We gaan ook met zijn tweeën met de mensenvader en -moeder naar buiten, op de arm, om de buurt te verkennen. We gaan al steeds verder en het laatste stukje lopen we dan achter hun aan zelf naar huis. Dat doen we alleen wanneer we ons ontspannen genoeg voelen, anders blijven we lekker bij ze op de arm. We zijn ook naar het gras geweest, dat is best gek aan je pootjes. Daar waren ook kinderen aan het voetballen, we hebben lekker gekeken, terwijl we dicht tegen onze mensenouders aanzaten. Veilig en hierdoor toch ook stiekem leuk.
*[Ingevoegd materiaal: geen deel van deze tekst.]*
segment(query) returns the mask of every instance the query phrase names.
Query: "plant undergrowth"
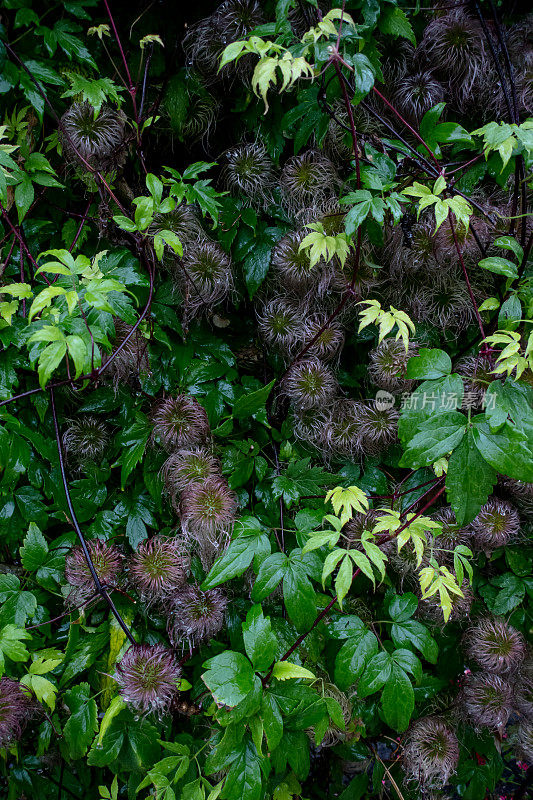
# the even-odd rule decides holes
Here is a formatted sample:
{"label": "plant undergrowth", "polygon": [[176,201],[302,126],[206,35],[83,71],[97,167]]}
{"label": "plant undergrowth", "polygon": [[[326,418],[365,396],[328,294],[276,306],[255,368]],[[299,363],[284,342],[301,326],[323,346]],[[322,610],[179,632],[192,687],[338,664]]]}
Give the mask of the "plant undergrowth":
{"label": "plant undergrowth", "polygon": [[6,800],[526,797],[519,5],[5,0]]}

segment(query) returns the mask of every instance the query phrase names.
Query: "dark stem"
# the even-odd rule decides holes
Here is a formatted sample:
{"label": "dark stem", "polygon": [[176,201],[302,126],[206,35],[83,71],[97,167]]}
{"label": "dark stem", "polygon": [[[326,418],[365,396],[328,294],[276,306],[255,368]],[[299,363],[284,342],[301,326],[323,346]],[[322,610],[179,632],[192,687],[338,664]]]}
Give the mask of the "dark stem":
{"label": "dark stem", "polygon": [[474,297],[474,292],[472,291],[472,286],[470,284],[470,278],[468,277],[468,272],[466,270],[465,262],[463,259],[463,254],[461,252],[461,248],[459,246],[459,242],[457,240],[457,233],[455,231],[455,225],[453,224],[453,220],[451,216],[448,217],[448,222],[450,224],[450,230],[453,236],[453,243],[455,245],[455,249],[457,251],[457,257],[459,259],[459,263],[461,264],[461,269],[463,270],[464,279],[466,281],[466,286],[468,289],[468,294],[470,295],[470,300],[472,301],[472,306],[474,308],[474,313],[477,319],[477,324],[479,325],[479,330],[481,331],[481,336],[485,338],[485,331],[483,330],[483,320],[481,319],[481,314],[479,313],[476,298]]}
{"label": "dark stem", "polygon": [[79,525],[79,522],[78,522],[78,518],[76,517],[76,512],[74,511],[74,506],[72,505],[72,498],[70,496],[70,489],[69,489],[69,486],[68,486],[67,474],[66,474],[66,470],[65,470],[65,462],[64,462],[64,458],[63,458],[63,445],[62,445],[62,442],[61,442],[61,433],[59,431],[59,423],[58,423],[58,419],[57,419],[55,395],[54,395],[54,390],[53,389],[50,390],[50,406],[51,406],[51,410],[52,410],[52,418],[54,420],[54,432],[55,432],[55,437],[56,437],[57,453],[58,453],[58,456],[59,456],[59,469],[61,471],[61,481],[63,483],[63,490],[65,492],[65,497],[66,497],[66,500],[67,500],[67,507],[68,507],[69,514],[70,514],[70,521],[71,521],[72,526],[73,526],[74,530],[76,531],[76,535],[77,535],[77,537],[79,539],[80,546],[81,546],[84,558],[85,558],[85,560],[87,562],[87,566],[89,567],[89,572],[91,573],[91,577],[92,577],[92,579],[94,581],[94,585],[95,585],[96,591],[98,592],[98,594],[100,594],[104,598],[104,600],[108,604],[113,616],[115,617],[115,619],[117,620],[118,624],[120,625],[120,627],[122,628],[122,630],[126,634],[126,637],[129,639],[130,643],[131,644],[136,644],[136,641],[135,641],[135,639],[133,637],[132,632],[130,631],[130,629],[128,628],[128,626],[126,625],[124,620],[122,619],[121,615],[117,611],[116,606],[113,603],[113,601],[111,600],[106,587],[102,584],[100,578],[98,577],[98,573],[96,572],[93,560],[91,558],[91,554],[89,552],[89,548],[87,547],[87,542],[85,541],[85,537],[84,537],[84,535],[83,535],[83,533],[81,531],[81,528],[80,528],[80,525]]}

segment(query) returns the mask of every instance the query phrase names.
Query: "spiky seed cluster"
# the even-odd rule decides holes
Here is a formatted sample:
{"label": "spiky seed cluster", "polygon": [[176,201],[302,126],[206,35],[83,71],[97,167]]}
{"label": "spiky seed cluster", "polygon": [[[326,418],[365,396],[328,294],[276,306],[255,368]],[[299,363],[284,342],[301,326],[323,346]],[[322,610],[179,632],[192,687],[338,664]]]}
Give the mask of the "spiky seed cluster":
{"label": "spiky seed cluster", "polygon": [[[402,549],[402,552],[403,550],[405,550],[405,547]],[[461,591],[463,593],[462,596],[457,594],[451,596],[452,610],[449,622],[456,622],[457,620],[464,622],[464,620],[468,619],[470,616],[474,595],[472,594],[470,584],[467,580],[463,581]],[[435,595],[425,599],[420,598],[418,611],[421,617],[442,625],[442,608]]]}
{"label": "spiky seed cluster", "polygon": [[[326,699],[326,702],[327,698],[335,700],[335,702],[339,704],[342,713],[344,726],[339,728],[334,722],[330,722],[320,742],[320,747],[335,747],[339,742],[346,741],[346,739],[349,738],[349,733],[346,731],[352,718],[352,704],[344,692],[341,692],[333,683],[323,684],[321,694],[322,697]],[[312,728],[307,731],[307,735],[311,741],[314,740],[315,735]]]}
{"label": "spiky seed cluster", "polygon": [[96,115],[90,103],[73,103],[59,128],[65,157],[84,166],[83,159],[97,170],[116,168],[123,155],[125,122],[124,114],[109,106]]}
{"label": "spiky seed cluster", "polygon": [[321,264],[309,266],[309,255],[300,250],[306,231],[291,231],[272,250],[272,268],[282,287],[305,294],[317,281]]}
{"label": "spiky seed cluster", "polygon": [[251,202],[271,200],[276,181],[274,162],[260,142],[226,150],[222,176],[232,194],[244,194]]}
{"label": "spiky seed cluster", "polygon": [[189,536],[218,544],[233,528],[237,501],[218,476],[188,486],[181,495],[181,524]]}
{"label": "spiky seed cluster", "polygon": [[99,417],[85,414],[72,420],[63,434],[63,447],[69,464],[84,467],[99,463],[109,447],[109,428]]}
{"label": "spiky seed cluster", "polygon": [[396,441],[398,436],[397,408],[384,408],[378,402],[364,403],[361,407],[359,439],[361,448],[369,456],[379,455]]}
{"label": "spiky seed cluster", "polygon": [[305,335],[302,311],[283,297],[272,297],[258,313],[258,330],[265,344],[287,355]]}
{"label": "spiky seed cluster", "polygon": [[533,517],[533,483],[526,483],[514,478],[502,477],[502,486],[512,496],[520,512],[525,518]]}
{"label": "spiky seed cluster", "polygon": [[426,111],[444,100],[444,87],[431,72],[420,70],[398,81],[392,103],[410,122],[419,123]]}
{"label": "spiky seed cluster", "polygon": [[383,52],[381,71],[385,85],[398,83],[412,68],[415,55],[413,45],[401,37],[389,37]]}
{"label": "spiky seed cluster", "polygon": [[[219,72],[220,57],[232,42],[247,39],[251,31],[264,21],[257,0],[227,0],[209,17],[192,25],[183,39],[189,70],[199,73],[205,83],[216,83],[224,77],[245,78],[250,63],[245,57]],[[228,69],[229,67],[229,69]]]}
{"label": "spiky seed cluster", "polygon": [[[133,325],[116,319],[115,342],[110,355],[102,355],[101,375],[104,380],[112,380],[115,388],[149,372],[148,342],[137,330],[132,334]],[[131,334],[131,335],[130,335]],[[129,337],[129,338],[128,338]],[[116,353],[116,355],[114,355]],[[111,358],[113,356],[113,358]]]}
{"label": "spiky seed cluster", "polygon": [[455,372],[465,378],[465,400],[464,405],[470,408],[481,408],[485,393],[496,378],[492,372],[494,364],[488,356],[476,355],[461,358],[456,366]]}
{"label": "spiky seed cluster", "polygon": [[355,458],[361,454],[362,412],[363,403],[357,400],[337,400],[327,409],[322,437],[334,458]]}
{"label": "spiky seed cluster", "polygon": [[533,723],[522,722],[516,730],[516,753],[528,764],[533,763]]}
{"label": "spiky seed cluster", "polygon": [[515,682],[515,708],[533,722],[533,676],[518,675]]}
{"label": "spiky seed cluster", "polygon": [[316,341],[307,352],[324,361],[335,358],[344,344],[344,332],[341,325],[336,320],[329,321],[327,314],[312,314],[305,321],[306,344],[312,342],[315,337],[317,337]]}
{"label": "spiky seed cluster", "polygon": [[507,500],[491,497],[472,522],[472,530],[476,542],[483,549],[503,547],[520,531],[518,511]]}
{"label": "spiky seed cluster", "polygon": [[372,531],[378,517],[379,511],[377,509],[371,509],[366,514],[361,514],[360,512],[354,514],[342,529],[344,547],[347,550],[361,550],[363,532]]}
{"label": "spiky seed cluster", "polygon": [[32,700],[18,681],[0,678],[0,748],[20,739],[32,713]]}
{"label": "spiky seed cluster", "polygon": [[404,740],[402,766],[409,780],[426,789],[440,789],[459,761],[459,742],[439,717],[424,717],[411,725]]}
{"label": "spiky seed cluster", "polygon": [[289,370],[283,387],[294,406],[301,410],[324,408],[338,390],[333,372],[318,358],[297,362]]}
{"label": "spiky seed cluster", "polygon": [[[87,543],[89,555],[101,583],[113,586],[122,571],[122,553],[112,544],[94,539]],[[71,586],[68,601],[77,605],[95,591],[94,580],[80,545],[73,547],[65,561],[65,578]]]}
{"label": "spiky seed cluster", "polygon": [[393,394],[408,392],[414,381],[405,377],[407,362],[416,355],[418,347],[409,343],[406,351],[403,342],[384,339],[369,353],[368,374],[370,380],[380,389]]}
{"label": "spiky seed cluster", "polygon": [[203,483],[219,472],[219,462],[205,447],[178,450],[163,464],[165,486],[173,503],[188,486]]}
{"label": "spiky seed cluster", "polygon": [[[469,526],[462,528],[457,524],[455,512],[451,506],[439,508],[431,515],[431,519],[442,525],[442,531],[434,539],[434,547],[437,551],[454,550],[457,545],[466,545],[472,549],[472,530]],[[451,554],[449,555],[451,556]],[[439,559],[442,560],[440,554]]]}
{"label": "spiky seed cluster", "polygon": [[335,195],[339,176],[332,161],[315,150],[290,158],[281,172],[281,190],[288,210],[293,214],[319,209]]}
{"label": "spiky seed cluster", "polygon": [[222,630],[227,600],[220,589],[202,591],[199,586],[188,585],[172,600],[169,636],[174,647],[192,649],[209,641]]}
{"label": "spiky seed cluster", "polygon": [[194,316],[218,305],[230,293],[231,258],[215,242],[199,239],[186,248],[178,277],[188,314]]}
{"label": "spiky seed cluster", "polygon": [[179,126],[181,138],[190,142],[209,141],[210,134],[216,127],[219,112],[220,103],[211,92],[203,91],[201,94],[191,95],[187,114]]}
{"label": "spiky seed cluster", "polygon": [[161,600],[185,583],[189,556],[177,538],[154,536],[141,542],[128,564],[129,578],[147,600]]}
{"label": "spiky seed cluster", "polygon": [[499,675],[480,672],[467,675],[461,697],[461,708],[474,725],[501,731],[511,713],[513,689]]}
{"label": "spiky seed cluster", "polygon": [[[477,287],[472,287],[479,298]],[[428,322],[445,331],[459,333],[474,320],[472,301],[464,280],[453,273],[435,277],[423,285],[412,300],[419,322]]]}
{"label": "spiky seed cluster", "polygon": [[150,226],[150,233],[155,235],[164,230],[175,233],[184,247],[204,236],[202,225],[194,208],[185,200],[167,214],[156,214]]}
{"label": "spiky seed cluster", "polygon": [[185,394],[159,402],[152,411],[152,424],[154,439],[169,453],[201,445],[210,434],[205,409]]}
{"label": "spiky seed cluster", "polygon": [[115,680],[120,694],[137,713],[161,715],[178,691],[180,675],[176,657],[167,647],[137,644],[117,664]]}
{"label": "spiky seed cluster", "polygon": [[466,654],[485,672],[515,672],[526,654],[524,637],[498,617],[481,619],[465,634]]}
{"label": "spiky seed cluster", "polygon": [[418,53],[449,82],[459,107],[468,100],[476,81],[488,71],[480,25],[461,9],[454,9],[429,23]]}

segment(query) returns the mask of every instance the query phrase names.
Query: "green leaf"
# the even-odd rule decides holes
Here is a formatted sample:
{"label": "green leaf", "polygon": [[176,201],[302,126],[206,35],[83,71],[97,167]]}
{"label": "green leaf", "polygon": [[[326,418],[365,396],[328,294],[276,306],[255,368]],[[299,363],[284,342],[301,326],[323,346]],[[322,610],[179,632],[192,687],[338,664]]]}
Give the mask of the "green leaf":
{"label": "green leaf", "polygon": [[410,619],[418,608],[418,599],[412,592],[395,594],[389,601],[388,614],[394,622],[405,622]]}
{"label": "green leaf", "polygon": [[248,417],[253,417],[258,411],[264,409],[268,395],[272,391],[275,382],[275,380],[270,381],[267,386],[239,397],[233,406],[233,416],[238,420],[248,419]]}
{"label": "green leaf", "polygon": [[246,525],[245,529],[230,542],[224,554],[217,558],[202,583],[202,589],[214,589],[215,586],[242,575],[258,553],[269,555],[270,542],[260,522],[254,517],[247,517],[239,520],[239,524]]}
{"label": "green leaf", "polygon": [[518,267],[509,261],[507,258],[500,258],[500,256],[491,256],[490,258],[482,258],[479,266],[489,272],[495,272],[496,275],[504,275],[506,278],[518,278]]}
{"label": "green leaf", "polygon": [[393,663],[381,695],[381,707],[387,725],[403,733],[415,708],[415,696],[405,670]]}
{"label": "green leaf", "polygon": [[11,661],[27,661],[30,657],[23,642],[31,634],[16,625],[4,625],[0,630],[0,676],[4,673],[4,656]]}
{"label": "green leaf", "polygon": [[63,728],[63,738],[70,758],[83,758],[98,730],[96,702],[88,683],[80,683],[63,695],[70,711]]}
{"label": "green leaf", "polygon": [[516,480],[533,482],[533,453],[528,440],[508,422],[492,433],[487,422],[474,421],[474,444],[491,467]]}
{"label": "green leaf", "polygon": [[275,750],[283,736],[283,717],[276,699],[269,691],[261,699],[261,719],[270,750]]}
{"label": "green leaf", "polygon": [[378,27],[382,33],[388,33],[389,36],[403,36],[409,39],[411,44],[416,44],[415,34],[405,11],[397,6],[386,6],[383,9]]}
{"label": "green leaf", "polygon": [[382,652],[372,656],[357,685],[359,697],[368,697],[369,694],[381,689],[383,684],[389,680],[392,674],[392,667],[393,661],[388,653]]}
{"label": "green leaf", "polygon": [[272,677],[278,681],[286,681],[289,678],[311,678],[316,679],[310,670],[300,667],[298,664],[291,664],[290,661],[277,661],[272,669]]}
{"label": "green leaf", "polygon": [[204,663],[202,680],[217,703],[233,708],[254,687],[254,670],[246,656],[225,650]]}
{"label": "green leaf", "polygon": [[48,383],[48,379],[52,375],[56,367],[59,366],[65,353],[67,352],[66,342],[52,342],[47,345],[39,356],[39,365],[37,372],[39,374],[39,385],[44,389]]}
{"label": "green leaf", "polygon": [[274,661],[277,640],[272,633],[270,617],[263,616],[261,606],[252,606],[242,626],[244,649],[255,670],[268,669]]}
{"label": "green leaf", "polygon": [[34,522],[30,522],[28,533],[20,548],[22,566],[28,572],[36,572],[46,562],[48,557],[48,544],[40,529]]}
{"label": "green leaf", "polygon": [[263,791],[260,765],[255,745],[246,739],[230,767],[220,797],[223,800],[259,800]]}
{"label": "green leaf", "polygon": [[472,429],[455,448],[448,461],[446,496],[458,525],[466,525],[487,502],[497,480],[497,473],[481,456]]}
{"label": "green leaf", "polygon": [[152,426],[147,417],[140,411],[135,413],[133,422],[119,437],[120,455],[116,464],[122,466],[120,472],[120,485],[124,489],[129,475],[141,461],[146,444],[152,433]]}
{"label": "green leaf", "polygon": [[378,641],[373,633],[363,626],[360,635],[350,637],[341,647],[335,659],[335,683],[339,689],[347,689],[356,683],[368,661],[378,652]]}
{"label": "green leaf", "polygon": [[429,630],[416,619],[395,622],[391,628],[391,639],[396,647],[411,645],[419,650],[430,664],[437,663],[439,648]]}
{"label": "green leaf", "polygon": [[407,443],[400,466],[425,467],[454,450],[466,432],[466,417],[458,411],[437,414],[420,423]]}
{"label": "green leaf", "polygon": [[22,181],[15,188],[15,205],[17,206],[19,225],[30,210],[34,197],[35,191],[31,178],[24,175]]}
{"label": "green leaf", "polygon": [[[255,586],[254,586],[255,589]],[[300,564],[289,563],[283,576],[283,600],[297,630],[309,628],[316,617],[316,594]]]}
{"label": "green leaf", "polygon": [[452,371],[452,360],[444,350],[422,347],[417,356],[407,362],[407,377],[415,380],[443,378]]}
{"label": "green leaf", "polygon": [[288,569],[288,558],[285,553],[272,553],[265,558],[259,567],[254,587],[252,600],[261,602],[265,600],[279,584]]}

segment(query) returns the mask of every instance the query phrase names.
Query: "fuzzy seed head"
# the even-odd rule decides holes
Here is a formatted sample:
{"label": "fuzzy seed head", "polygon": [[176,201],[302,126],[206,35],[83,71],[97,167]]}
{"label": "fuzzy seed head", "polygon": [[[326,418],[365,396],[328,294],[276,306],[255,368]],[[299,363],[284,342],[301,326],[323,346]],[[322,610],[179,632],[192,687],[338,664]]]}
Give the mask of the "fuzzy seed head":
{"label": "fuzzy seed head", "polygon": [[501,484],[512,496],[524,517],[530,520],[533,517],[533,483],[502,477]]}
{"label": "fuzzy seed head", "polygon": [[472,530],[469,526],[459,527],[455,519],[455,512],[451,506],[439,508],[431,519],[440,522],[442,531],[435,536],[434,546],[437,550],[453,550],[457,545],[466,545],[470,549],[473,547]]}
{"label": "fuzzy seed head", "polygon": [[184,246],[196,242],[204,235],[196,212],[185,201],[167,214],[156,214],[150,233],[155,235],[165,230],[175,233]]}
{"label": "fuzzy seed head", "polygon": [[305,294],[318,280],[321,264],[309,266],[309,255],[300,250],[305,231],[292,231],[280,239],[272,250],[272,268],[281,287],[296,294]]}
{"label": "fuzzy seed head", "polygon": [[337,400],[325,413],[323,438],[335,458],[354,458],[361,454],[363,404],[356,400]]}
{"label": "fuzzy seed head", "polygon": [[216,545],[231,533],[237,501],[223,478],[211,477],[185,489],[180,509],[184,532]]}
{"label": "fuzzy seed head", "polygon": [[284,389],[296,408],[306,410],[323,408],[336,395],[338,384],[329,367],[308,358],[291,367]]}
{"label": "fuzzy seed head", "polygon": [[[402,552],[405,547],[402,548]],[[418,587],[417,587],[418,589]],[[462,596],[453,594],[451,595],[452,610],[448,622],[456,622],[458,620],[464,622],[470,615],[470,609],[474,602],[474,595],[467,580],[464,580],[461,586]],[[438,596],[420,598],[418,604],[418,611],[422,618],[434,622],[437,625],[443,626],[444,619],[442,616],[442,608],[440,606]]]}
{"label": "fuzzy seed head", "polygon": [[[148,342],[139,329],[137,328],[130,336],[133,325],[128,325],[119,319],[114,322],[115,342],[113,351],[109,356],[102,354],[102,367],[107,364],[113,353],[117,353],[117,355],[101,374],[104,380],[112,380],[117,389],[121,384],[132,381],[143,373],[149,372],[150,361],[148,358]],[[127,339],[128,336],[129,339]],[[125,344],[121,346],[123,342]]]}
{"label": "fuzzy seed head", "polygon": [[225,153],[223,178],[231,194],[245,194],[252,201],[266,201],[276,180],[274,163],[265,146],[241,144]]}
{"label": "fuzzy seed head", "polygon": [[265,344],[288,354],[304,335],[302,311],[282,297],[273,297],[258,314],[258,329]]}
{"label": "fuzzy seed head", "polygon": [[[93,539],[87,543],[96,574],[105,586],[114,586],[122,571],[122,553],[112,544]],[[83,603],[95,591],[94,580],[81,546],[73,547],[65,561],[65,578],[71,586],[68,602]]]}
{"label": "fuzzy seed head", "polygon": [[111,443],[109,428],[99,417],[85,414],[72,420],[63,434],[69,464],[79,467],[100,463]]}
{"label": "fuzzy seed head", "polygon": [[83,166],[81,156],[98,170],[116,167],[124,147],[125,122],[121,111],[108,106],[95,117],[90,103],[73,103],[61,117],[59,130],[65,158]]}
{"label": "fuzzy seed head", "polygon": [[336,194],[339,177],[332,161],[309,150],[290,158],[281,172],[282,194],[291,213],[317,206]]}
{"label": "fuzzy seed head", "polygon": [[32,716],[33,703],[24,689],[11,678],[0,678],[0,748],[22,736]]}
{"label": "fuzzy seed head", "polygon": [[465,634],[466,654],[485,672],[506,675],[520,666],[526,643],[505,620],[487,617]]}
{"label": "fuzzy seed head", "polygon": [[205,409],[185,394],[158,403],[152,412],[152,424],[154,439],[169,453],[202,444],[210,433]]}
{"label": "fuzzy seed head", "polygon": [[336,320],[328,322],[327,314],[313,314],[305,323],[305,342],[311,342],[318,335],[309,350],[309,355],[323,361],[331,361],[344,344],[344,332]]}
{"label": "fuzzy seed head", "polygon": [[[475,286],[474,296],[479,297]],[[464,280],[453,273],[435,277],[420,288],[411,301],[418,322],[428,322],[455,334],[465,330],[474,320],[472,301]]]}
{"label": "fuzzy seed head", "polygon": [[511,713],[513,689],[499,675],[488,672],[467,675],[461,708],[476,726],[503,730]]}
{"label": "fuzzy seed head", "polygon": [[448,783],[459,761],[457,736],[438,717],[424,717],[406,734],[402,766],[408,780],[426,789],[440,789]]}
{"label": "fuzzy seed head", "polygon": [[216,636],[222,630],[226,606],[220,589],[203,592],[196,585],[184,586],[172,601],[169,636],[174,647],[188,643],[192,649]]}
{"label": "fuzzy seed head", "polygon": [[405,377],[407,362],[416,355],[418,347],[409,343],[407,352],[403,342],[395,339],[384,339],[369,353],[368,374],[370,380],[380,389],[393,394],[408,392],[414,381]]}
{"label": "fuzzy seed head", "polygon": [[220,464],[205,447],[178,450],[163,464],[165,486],[173,501],[191,484],[203,483],[219,471]]}
{"label": "fuzzy seed head", "polygon": [[145,539],[130,558],[129,578],[141,597],[161,600],[185,583],[189,557],[177,538]]}
{"label": "fuzzy seed head", "polygon": [[533,723],[522,722],[516,730],[516,752],[528,764],[533,764]]}
{"label": "fuzzy seed head", "polygon": [[258,0],[225,0],[214,16],[228,44],[247,39],[251,31],[264,22]]}
{"label": "fuzzy seed head", "polygon": [[457,362],[454,371],[465,378],[465,395],[471,408],[482,407],[485,392],[496,378],[493,368],[492,360],[483,355],[465,356]]}
{"label": "fuzzy seed head", "polygon": [[132,645],[117,664],[115,680],[123,699],[138,714],[161,716],[177,694],[181,668],[162,644]]}
{"label": "fuzzy seed head", "polygon": [[179,279],[191,315],[218,305],[233,288],[231,258],[209,239],[191,243],[182,264]]}
{"label": "fuzzy seed head", "polygon": [[364,403],[360,413],[359,440],[365,453],[375,456],[381,453],[398,436],[397,408],[383,408],[379,403]]}
{"label": "fuzzy seed head", "polygon": [[533,722],[533,675],[520,674],[515,683],[515,690],[515,708]]}
{"label": "fuzzy seed head", "polygon": [[418,53],[439,76],[450,81],[459,105],[476,79],[488,70],[480,25],[461,9],[454,9],[429,23]]}
{"label": "fuzzy seed head", "polygon": [[507,500],[491,497],[472,522],[472,530],[476,542],[483,549],[504,547],[520,531],[518,511]]}
{"label": "fuzzy seed head", "polygon": [[404,75],[392,94],[392,104],[410,122],[419,123],[426,111],[444,100],[444,87],[431,72]]}

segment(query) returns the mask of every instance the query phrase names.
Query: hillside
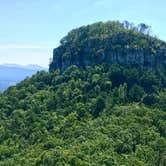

op een groot veld veilig de wereld verkennen

En zo merken wij aan onze pups dat ze ons als veilige haven zien en dat er van daaruit, met onze steun, veel te ontdekken valt. En die steun bieden we ze, zoveel we kunnen. Vanuit een veilige hechting leer je, als mensenkind en als pup, dat weten we vanuit ons gezin maar al te goed. En zo zien we dat onze pups van nieuwe dingen best wel even kunnen schrikken om vervolgens snel te herstellen en weer op onderzoek uit te gaan. We zijn zo trots op ze, onze lieve, kleine kinderen van Souris. En Raven natuurlijk…

Kleine puppy’s worden groot (1)

De dagen rijgen zich aaneen, de pups ontwikkelen zich: eerst totaal afhankelijk van de zorg van Souris, nu steeds meer de wereld samen en zelf ontdekken. Het slapen wordt steeds minder, het spelen steeds meer. Het liefste buiten de puppyren met Biche en met ons. Met grote ogen staan ze ons smachtend en kwispelend aan te kijken met maar één vraag: mag ik eruit? Ja, en natuurlijk mag dat, heel vaak. Spelen in de tunnel, rondlopen met speelgoed van de kinderen, hangen in het wasgoed, kauwen op de poten van de stoel… rakkers en echt onder de indruk zijn ze niet wanneer ik zeg dat dat niet mag! Waar ik in het begin nog lekker thuis aan het werk was, ben ik nu de hele dag met de pups bezig. Super leuk, ik geniet met volle teugen, ook al betekent het ook met regelmaat de puppyren dweilen…

verzorgen kan Biche ook: wat doe jij nou?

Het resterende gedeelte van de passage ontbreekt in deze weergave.